Zika Virus Impairs Neurogenesis and Synaptogenesis Pathways in Human Neural Stem Cells and Neurons

Front Cell Neurosci. 2019 Mar 15:13:64. doi: 10.3389/fncel.2019.00064. eCollection 2019.

Abstract

Growing evidences have associated Zika virus (ZIKV) infection with congenital malformations, including microcephaly. Nonetheless, signaling mechanisms that promote the disease outcome are far from being understood, affecting the development of suitable therapeutics. In this study, we applied shotgun mass spectrometry (MS)-based proteomics combined with cell biology approaches to characterize altered molecular pathways on human neuroprogenitor cells (NPC) and neurons derived from induced pluripotent stem cells infected by ZIKV-BR strain, obtained from the 2015 Brazilian outbreak. Furthermore, ZIKV-BR infected NPCs showed unique alteration of pathways involved in neurological diseases, cell death, survival and embryonic development compared to ZIKV-AF, showing a human adaptation of the Brazilian viral strain.

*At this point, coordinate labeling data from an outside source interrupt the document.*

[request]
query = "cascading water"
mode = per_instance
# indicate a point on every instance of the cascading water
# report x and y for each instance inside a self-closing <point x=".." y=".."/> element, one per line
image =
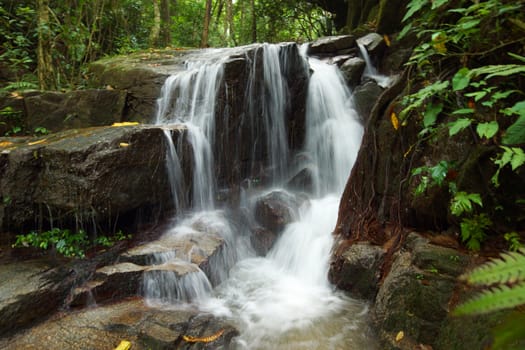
<point x="283" y="300"/>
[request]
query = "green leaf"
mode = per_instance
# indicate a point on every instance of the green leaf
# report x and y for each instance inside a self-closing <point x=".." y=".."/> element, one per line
<point x="438" y="3"/>
<point x="487" y="130"/>
<point x="498" y="298"/>
<point x="414" y="6"/>
<point x="461" y="79"/>
<point x="431" y="113"/>
<point x="463" y="111"/>
<point x="515" y="134"/>
<point x="458" y="125"/>
<point x="509" y="268"/>
<point x="518" y="57"/>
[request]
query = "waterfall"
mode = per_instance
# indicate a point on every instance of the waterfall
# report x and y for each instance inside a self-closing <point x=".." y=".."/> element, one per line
<point x="283" y="300"/>
<point x="371" y="71"/>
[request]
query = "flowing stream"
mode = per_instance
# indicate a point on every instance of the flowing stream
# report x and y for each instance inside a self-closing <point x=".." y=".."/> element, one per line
<point x="282" y="300"/>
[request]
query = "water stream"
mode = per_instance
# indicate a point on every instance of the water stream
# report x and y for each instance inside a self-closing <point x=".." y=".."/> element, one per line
<point x="284" y="299"/>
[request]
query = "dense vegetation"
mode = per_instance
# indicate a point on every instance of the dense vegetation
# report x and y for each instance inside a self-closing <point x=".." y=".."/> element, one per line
<point x="48" y="43"/>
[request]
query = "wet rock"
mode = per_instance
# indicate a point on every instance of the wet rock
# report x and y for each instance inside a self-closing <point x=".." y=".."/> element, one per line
<point x="57" y="111"/>
<point x="353" y="69"/>
<point x="365" y="96"/>
<point x="415" y="294"/>
<point x="30" y="291"/>
<point x="109" y="176"/>
<point x="276" y="209"/>
<point x="123" y="280"/>
<point x="360" y="271"/>
<point x="262" y="240"/>
<point x="373" y="43"/>
<point x="331" y="44"/>
<point x="144" y="327"/>
<point x="198" y="248"/>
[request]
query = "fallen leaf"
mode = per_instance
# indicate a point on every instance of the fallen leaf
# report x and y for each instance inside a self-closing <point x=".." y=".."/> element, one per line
<point x="124" y="345"/>
<point x="394" y="120"/>
<point x="125" y="124"/>
<point x="209" y="339"/>
<point x="37" y="142"/>
<point x="387" y="40"/>
<point x="5" y="144"/>
<point x="400" y="336"/>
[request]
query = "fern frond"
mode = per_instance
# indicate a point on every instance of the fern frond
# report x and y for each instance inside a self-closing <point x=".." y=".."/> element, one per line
<point x="510" y="268"/>
<point x="499" y="298"/>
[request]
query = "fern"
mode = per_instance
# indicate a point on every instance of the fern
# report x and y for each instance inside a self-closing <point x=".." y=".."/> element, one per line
<point x="509" y="269"/>
<point x="499" y="298"/>
<point x="508" y="273"/>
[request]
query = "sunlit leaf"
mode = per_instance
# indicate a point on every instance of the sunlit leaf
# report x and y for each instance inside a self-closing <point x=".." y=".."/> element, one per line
<point x="394" y="120"/>
<point x="458" y="125"/>
<point x="461" y="79"/>
<point x="487" y="130"/>
<point x="431" y="113"/>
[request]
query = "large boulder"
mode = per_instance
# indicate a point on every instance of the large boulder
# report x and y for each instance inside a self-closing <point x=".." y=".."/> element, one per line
<point x="414" y="297"/>
<point x="105" y="327"/>
<point x="56" y="111"/>
<point x="107" y="177"/>
<point x="360" y="271"/>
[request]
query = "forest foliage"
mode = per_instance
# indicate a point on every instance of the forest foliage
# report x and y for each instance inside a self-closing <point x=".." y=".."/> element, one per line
<point x="75" y="32"/>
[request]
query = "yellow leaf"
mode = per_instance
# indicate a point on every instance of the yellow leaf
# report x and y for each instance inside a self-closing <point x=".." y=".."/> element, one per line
<point x="400" y="336"/>
<point x="394" y="120"/>
<point x="5" y="144"/>
<point x="124" y="345"/>
<point x="190" y="339"/>
<point x="37" y="142"/>
<point x="387" y="40"/>
<point x="125" y="124"/>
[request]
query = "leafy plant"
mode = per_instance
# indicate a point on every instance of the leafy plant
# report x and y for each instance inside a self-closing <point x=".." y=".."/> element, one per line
<point x="504" y="283"/>
<point x="65" y="242"/>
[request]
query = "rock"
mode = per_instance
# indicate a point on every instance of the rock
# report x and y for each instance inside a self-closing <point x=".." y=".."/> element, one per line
<point x="262" y="240"/>
<point x="57" y="111"/>
<point x="146" y="328"/>
<point x="106" y="176"/>
<point x="331" y="44"/>
<point x="276" y="209"/>
<point x="415" y="294"/>
<point x="365" y="96"/>
<point x="360" y="271"/>
<point x="197" y="248"/>
<point x="30" y="291"/>
<point x="373" y="43"/>
<point x="353" y="69"/>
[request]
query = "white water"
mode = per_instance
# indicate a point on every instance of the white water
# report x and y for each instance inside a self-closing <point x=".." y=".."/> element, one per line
<point x="283" y="300"/>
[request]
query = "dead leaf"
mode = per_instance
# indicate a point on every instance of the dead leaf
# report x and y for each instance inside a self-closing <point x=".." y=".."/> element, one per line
<point x="209" y="339"/>
<point x="124" y="345"/>
<point x="5" y="144"/>
<point x="125" y="124"/>
<point x="394" y="120"/>
<point x="37" y="142"/>
<point x="400" y="335"/>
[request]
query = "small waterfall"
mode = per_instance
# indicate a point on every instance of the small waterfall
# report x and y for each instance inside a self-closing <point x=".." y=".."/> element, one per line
<point x="333" y="133"/>
<point x="283" y="300"/>
<point x="371" y="71"/>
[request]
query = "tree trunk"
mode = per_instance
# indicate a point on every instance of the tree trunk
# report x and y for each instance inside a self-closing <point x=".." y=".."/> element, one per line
<point x="254" y="22"/>
<point x="165" y="30"/>
<point x="155" y="29"/>
<point x="230" y="36"/>
<point x="206" y="27"/>
<point x="46" y="77"/>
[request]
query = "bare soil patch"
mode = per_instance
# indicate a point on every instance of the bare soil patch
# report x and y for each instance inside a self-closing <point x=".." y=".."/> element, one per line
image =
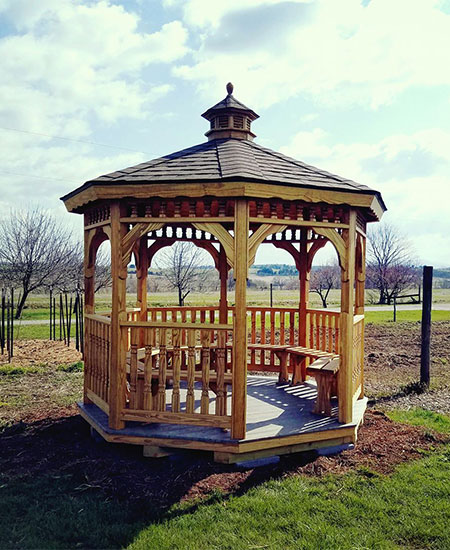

Besides, infected neurons differentiated from NPC presented an impairment of neurogenesis and synaptogenesis processes. Taken together, these data explain that CNS developmental arrest observed in Congenital Zika Syndrome is beyond neuronal cell death.

Keywords: Zika virus; congenital Zika syndrome; microcephaly; neurogenesis; synaptogenesis.